Professor Oldman's Retirement Party

The flow isn’t quite there; after revealing that he simply owns a van Gogh painting in an early scene, he then casually asserts that he knew the man. In fact, he knew other famous historical figures—Hamurabbi, the Buddha, etc. He also has ten doctorate degrees. It takes very little for the group to shift from engaging with a hypothetical to accepting John speaking in the first person. Each of them has a chance to press his claims from their expert perspective. Later, Art calls Dr. Will Gruber (Richard Riehle) to come and listen to John’s story. Will questions whether John feels guilt over having outlived everyone he has ever loved.

The conversation gets to its most bizarre extreme when they ask him if he knew any biblical characters. He says that he did, but tries to dodge the question. When pressed he reveals that his attempt to take Buddhist teachings to the Roman empire resulted in the inspiration for the story of Jesus (he was tied, not nailed, to the cross; and besides, he doesn’t scar. The Buddha taught him to slow his metabolism so he could appear dead and then reawaken). Emotions spike and Edith, a devout Christian, begins crying and claiming that his story has gone too far in its blasphemy. Will demands that John admit his story is a hoax by threatening to have him involuntarily committed to a psychiatric evaluation.
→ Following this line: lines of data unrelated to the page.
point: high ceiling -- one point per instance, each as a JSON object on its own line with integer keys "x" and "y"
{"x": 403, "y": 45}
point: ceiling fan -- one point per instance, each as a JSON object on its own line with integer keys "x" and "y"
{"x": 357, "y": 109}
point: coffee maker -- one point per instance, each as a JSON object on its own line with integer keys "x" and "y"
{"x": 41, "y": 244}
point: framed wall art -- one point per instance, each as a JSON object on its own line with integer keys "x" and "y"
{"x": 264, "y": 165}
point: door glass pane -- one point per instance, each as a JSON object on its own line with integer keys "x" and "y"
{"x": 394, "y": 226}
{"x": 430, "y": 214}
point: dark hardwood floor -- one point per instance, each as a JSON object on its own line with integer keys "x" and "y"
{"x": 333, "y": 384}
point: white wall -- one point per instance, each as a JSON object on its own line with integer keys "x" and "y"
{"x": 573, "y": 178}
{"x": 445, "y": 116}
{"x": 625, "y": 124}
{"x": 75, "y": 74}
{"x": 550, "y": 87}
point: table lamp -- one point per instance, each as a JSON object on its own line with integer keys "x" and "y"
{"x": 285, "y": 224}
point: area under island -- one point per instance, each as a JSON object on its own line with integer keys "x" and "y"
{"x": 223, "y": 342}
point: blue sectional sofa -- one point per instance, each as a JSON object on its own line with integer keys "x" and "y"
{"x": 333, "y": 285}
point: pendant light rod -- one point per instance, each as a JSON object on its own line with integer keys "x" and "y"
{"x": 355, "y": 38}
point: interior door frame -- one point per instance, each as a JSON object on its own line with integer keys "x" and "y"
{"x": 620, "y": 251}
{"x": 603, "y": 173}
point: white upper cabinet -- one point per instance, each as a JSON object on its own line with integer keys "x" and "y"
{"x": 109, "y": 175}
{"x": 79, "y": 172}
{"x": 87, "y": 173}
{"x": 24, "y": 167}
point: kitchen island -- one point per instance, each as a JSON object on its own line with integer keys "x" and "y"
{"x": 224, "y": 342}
Upon reflection, John says that his tale has come to an end—the gig is up—but Sandy knows that John would never lead people on the way he did if he was not telling the truth. There is a bit of a twist at the end that feels tacked on and cheap, but technically works within the rules the film set for itself.

The Man from Earth appears smart, but is what many would deem “pseudo-intellectual.” Fans of Dan Brown will love the way it plays with Christian history with abandon. It would have been a much more fulfilling story to simply explore how a man would adapt across the millennia to fit in with different cultures, to see how scientific understanding developed, and how he would protect his longevity. There are a few interesting digressions, like when he said he had faked being his own son to avoid having to find references, or when Dan considers how the Hopis view time, but for the most part we are swept up in the fact that John was friends or neighbors with every notable person in history and was also the person of Jesus himself.

David Lee Smith as John Oldman

Moving on from the conceptually interesting yet poorly executed premise, the film really should just be a play.1 There have been plays adapted to the screen (Glengarry Glen Ross, Proof) that have more action than this. And I don’t mean violence and car chases. I mean things like eating food, playing a board game, walking. Shooting in one location doesn’t mean the film has to be so visually boring, plenty of great films have been made within a limited physical space—Coherence, My Dinner with Andre, Tape, to name a few.

As a piece of cinema, it’s passable at best, but the premise is interesting to ponder (again though, the execution went off the rails), and science fiction is one of the toughest genres to do well in film, let alone doing it on a tiny budget and without any special effects. The film garnered enough acclaim through torrenting that the director and two of the actors reprised their roles for a sequel in 2017, The Man from Earth: Holocene.


1. The director actually did adapt the film to the stage in 2012.